Healthcare providers value the ability to maintain control over sensitive patient information. As a result, they may seek alternative EHR solutions that prioritize data ownership and offer more transparent policies on access control. The Snowflake Data Cloud platform for healthcare has been an effective tool for providers hoping to increase the interoperability of their healthcare data and provide meaningful access for diverse users while maintaining data security.
Epic Systems has thrown up roadblocks to integrations between Epic EHR data and Snowflake as well, forcing clients who hope to leverage the data cloud to navigate a complex web of considerations.

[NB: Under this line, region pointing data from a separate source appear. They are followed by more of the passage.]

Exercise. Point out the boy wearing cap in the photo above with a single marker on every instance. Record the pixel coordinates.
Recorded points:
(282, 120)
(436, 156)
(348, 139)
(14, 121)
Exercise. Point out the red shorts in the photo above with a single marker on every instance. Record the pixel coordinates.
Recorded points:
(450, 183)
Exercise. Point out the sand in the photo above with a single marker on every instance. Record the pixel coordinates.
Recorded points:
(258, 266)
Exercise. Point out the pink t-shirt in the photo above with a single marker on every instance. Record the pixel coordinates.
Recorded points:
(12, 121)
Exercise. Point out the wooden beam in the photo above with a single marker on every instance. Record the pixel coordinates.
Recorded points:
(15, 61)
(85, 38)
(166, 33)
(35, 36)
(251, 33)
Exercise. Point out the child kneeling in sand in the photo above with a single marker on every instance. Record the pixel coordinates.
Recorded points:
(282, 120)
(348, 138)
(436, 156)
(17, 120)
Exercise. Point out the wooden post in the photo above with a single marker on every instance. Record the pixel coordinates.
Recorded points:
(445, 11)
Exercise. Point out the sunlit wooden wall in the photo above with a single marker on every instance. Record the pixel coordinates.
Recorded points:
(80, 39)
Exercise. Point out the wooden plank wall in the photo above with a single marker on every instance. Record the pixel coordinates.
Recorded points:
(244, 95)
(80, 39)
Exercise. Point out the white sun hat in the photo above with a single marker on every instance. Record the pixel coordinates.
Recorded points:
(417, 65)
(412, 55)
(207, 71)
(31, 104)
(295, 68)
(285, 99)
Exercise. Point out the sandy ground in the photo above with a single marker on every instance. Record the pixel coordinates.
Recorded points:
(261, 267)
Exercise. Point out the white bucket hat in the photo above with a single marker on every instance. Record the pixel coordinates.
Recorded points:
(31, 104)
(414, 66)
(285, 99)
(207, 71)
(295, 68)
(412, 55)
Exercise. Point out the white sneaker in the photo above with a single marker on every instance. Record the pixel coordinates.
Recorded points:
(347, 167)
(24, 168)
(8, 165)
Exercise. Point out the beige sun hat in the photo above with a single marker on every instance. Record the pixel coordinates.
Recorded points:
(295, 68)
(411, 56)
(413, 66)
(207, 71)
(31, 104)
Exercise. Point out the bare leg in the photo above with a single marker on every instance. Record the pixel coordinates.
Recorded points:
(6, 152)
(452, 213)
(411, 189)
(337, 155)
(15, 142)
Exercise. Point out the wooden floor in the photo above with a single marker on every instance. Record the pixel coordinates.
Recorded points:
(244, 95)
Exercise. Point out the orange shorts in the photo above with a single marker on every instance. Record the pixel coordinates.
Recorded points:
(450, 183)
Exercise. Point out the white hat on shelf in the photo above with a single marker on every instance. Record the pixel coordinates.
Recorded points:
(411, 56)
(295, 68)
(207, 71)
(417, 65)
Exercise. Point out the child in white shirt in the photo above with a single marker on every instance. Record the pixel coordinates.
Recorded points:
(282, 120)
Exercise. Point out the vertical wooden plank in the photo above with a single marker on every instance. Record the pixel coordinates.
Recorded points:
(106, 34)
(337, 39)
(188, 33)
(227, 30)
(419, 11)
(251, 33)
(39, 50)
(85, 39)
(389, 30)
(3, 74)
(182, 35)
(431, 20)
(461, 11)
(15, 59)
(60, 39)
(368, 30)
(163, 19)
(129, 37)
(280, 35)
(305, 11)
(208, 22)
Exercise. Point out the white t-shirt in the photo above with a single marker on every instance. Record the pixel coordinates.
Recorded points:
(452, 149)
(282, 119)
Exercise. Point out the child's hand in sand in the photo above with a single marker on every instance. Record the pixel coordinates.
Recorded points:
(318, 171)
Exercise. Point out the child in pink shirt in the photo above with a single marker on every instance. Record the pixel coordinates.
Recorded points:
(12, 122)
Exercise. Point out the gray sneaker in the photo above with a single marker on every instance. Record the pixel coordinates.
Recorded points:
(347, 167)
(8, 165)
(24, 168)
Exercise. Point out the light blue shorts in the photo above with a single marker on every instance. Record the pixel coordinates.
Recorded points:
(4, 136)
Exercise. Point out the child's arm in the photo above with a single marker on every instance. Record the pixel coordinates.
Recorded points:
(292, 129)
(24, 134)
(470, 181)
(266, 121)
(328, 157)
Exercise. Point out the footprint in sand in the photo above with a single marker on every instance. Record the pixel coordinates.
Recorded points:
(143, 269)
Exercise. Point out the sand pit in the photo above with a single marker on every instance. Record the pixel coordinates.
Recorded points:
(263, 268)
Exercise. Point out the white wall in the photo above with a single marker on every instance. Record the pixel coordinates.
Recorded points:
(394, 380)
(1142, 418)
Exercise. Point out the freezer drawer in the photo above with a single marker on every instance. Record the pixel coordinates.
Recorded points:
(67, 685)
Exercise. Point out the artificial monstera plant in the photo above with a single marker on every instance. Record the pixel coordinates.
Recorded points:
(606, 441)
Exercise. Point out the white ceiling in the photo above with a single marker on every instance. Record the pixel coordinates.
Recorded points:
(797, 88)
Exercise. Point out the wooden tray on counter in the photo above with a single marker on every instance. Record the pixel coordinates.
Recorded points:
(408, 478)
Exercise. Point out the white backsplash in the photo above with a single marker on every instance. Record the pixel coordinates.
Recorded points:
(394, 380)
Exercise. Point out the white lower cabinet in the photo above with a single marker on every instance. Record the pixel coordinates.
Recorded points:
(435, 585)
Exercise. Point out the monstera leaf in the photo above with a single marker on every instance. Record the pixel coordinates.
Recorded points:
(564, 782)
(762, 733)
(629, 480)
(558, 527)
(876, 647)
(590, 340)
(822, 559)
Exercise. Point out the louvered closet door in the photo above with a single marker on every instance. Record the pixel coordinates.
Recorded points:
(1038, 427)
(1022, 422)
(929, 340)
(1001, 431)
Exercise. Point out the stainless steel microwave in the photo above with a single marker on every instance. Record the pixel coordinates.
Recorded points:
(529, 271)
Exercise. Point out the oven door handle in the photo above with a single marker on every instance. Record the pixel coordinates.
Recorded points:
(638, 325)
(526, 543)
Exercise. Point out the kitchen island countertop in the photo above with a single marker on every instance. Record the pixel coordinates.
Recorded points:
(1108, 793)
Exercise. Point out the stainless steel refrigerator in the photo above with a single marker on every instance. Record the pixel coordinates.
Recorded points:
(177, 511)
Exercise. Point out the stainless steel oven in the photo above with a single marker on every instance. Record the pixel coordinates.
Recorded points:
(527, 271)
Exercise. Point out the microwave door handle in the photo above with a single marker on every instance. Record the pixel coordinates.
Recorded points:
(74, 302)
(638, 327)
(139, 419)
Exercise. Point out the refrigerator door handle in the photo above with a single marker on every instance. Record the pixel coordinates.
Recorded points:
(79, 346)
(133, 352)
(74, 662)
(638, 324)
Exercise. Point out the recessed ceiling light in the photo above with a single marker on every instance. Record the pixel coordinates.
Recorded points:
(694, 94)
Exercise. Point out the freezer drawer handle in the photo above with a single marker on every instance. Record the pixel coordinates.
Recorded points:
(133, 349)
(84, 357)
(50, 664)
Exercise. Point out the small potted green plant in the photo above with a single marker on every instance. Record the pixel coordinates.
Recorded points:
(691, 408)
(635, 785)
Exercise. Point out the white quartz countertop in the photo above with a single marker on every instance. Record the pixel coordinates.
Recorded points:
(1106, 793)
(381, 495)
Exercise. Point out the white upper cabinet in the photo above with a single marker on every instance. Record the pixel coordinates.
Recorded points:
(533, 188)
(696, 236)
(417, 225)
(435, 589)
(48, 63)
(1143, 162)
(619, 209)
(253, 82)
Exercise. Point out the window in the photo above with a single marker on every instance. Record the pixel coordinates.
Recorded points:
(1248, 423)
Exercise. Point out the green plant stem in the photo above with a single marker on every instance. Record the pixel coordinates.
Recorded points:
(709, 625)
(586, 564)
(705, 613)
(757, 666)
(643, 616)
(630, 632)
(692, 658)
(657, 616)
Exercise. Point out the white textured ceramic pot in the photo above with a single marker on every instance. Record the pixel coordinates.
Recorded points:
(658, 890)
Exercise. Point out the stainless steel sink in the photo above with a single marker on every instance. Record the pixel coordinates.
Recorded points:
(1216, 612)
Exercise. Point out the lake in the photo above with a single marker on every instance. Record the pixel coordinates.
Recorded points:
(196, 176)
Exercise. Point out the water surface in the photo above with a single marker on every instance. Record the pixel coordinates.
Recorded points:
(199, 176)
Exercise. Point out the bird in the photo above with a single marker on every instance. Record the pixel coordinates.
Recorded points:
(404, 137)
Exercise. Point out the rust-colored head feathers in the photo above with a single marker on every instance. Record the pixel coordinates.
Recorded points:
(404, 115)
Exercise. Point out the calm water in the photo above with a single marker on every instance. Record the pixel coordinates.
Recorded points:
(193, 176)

Fortunately, Hakkoda’s expert healthcare data team has developed a solution that allows companies to easily migrate their Epic EHR data to Snowflake, where it can be complemented by additional data streams that provide medical professionals with a 360 degree view of their patients.
How Lack of Data Access May Stifle Innovation
Another consequence of Epic’s approach to system data access is the potential to stifle innovation in healthcare. By restricting access to data, Epic could limit the potential for clients to leverage the power of data analytics, artificial intelligence, and machine learning to improve patient outcomes and streamline operations. This could encourage healthcare providers to explore alternative EHR solutions that support innovation and enable them to harness the full potential of their data.
At Hakkoda, we’ve developed an innovative approach to help clients unlock the potential of EHR data on Snowflake, a popular cloud data platform, without violating Epic’s intellectual property rights. By leveraging its proprietary algorithms and data transformation techniques, Hakkoda ensures that the extracted data adheres to Epic’s access control policies while still enabling healthcare providers to perform advanced analytics and gain valuable insights from their EHR data.
This approach enables healthcare organizations to optimize patient care, improve operational efficiency, and foster innovation without compromising their relationship with Epic Systems or infringing upon their intellectual property rights. By providing a secure and compliant method for data integration, Hakkoda empowers healthcare providers to fully utilize the potential of their EHR data on the Snowflake platform, offering a competitive advantage in an increasingly data-driven healthcare landscape.
Driving Innovation in Healthcare with Data
While Epic Systems has been a significant player in the EHR market, its recent approach to control access to system data is likely to drive clients to seek alternatives. Limited interoperability, increased costs, data ownership concerns, and stifled innovation are significant factors that may cause healthcare providers to look for alternative EHR solutions that better align with their needs and values. Expert opinions and recent findings support these claims, suggesting that Epic’s approach may lead to a decline in market share as clients pursue more favorable alternatives.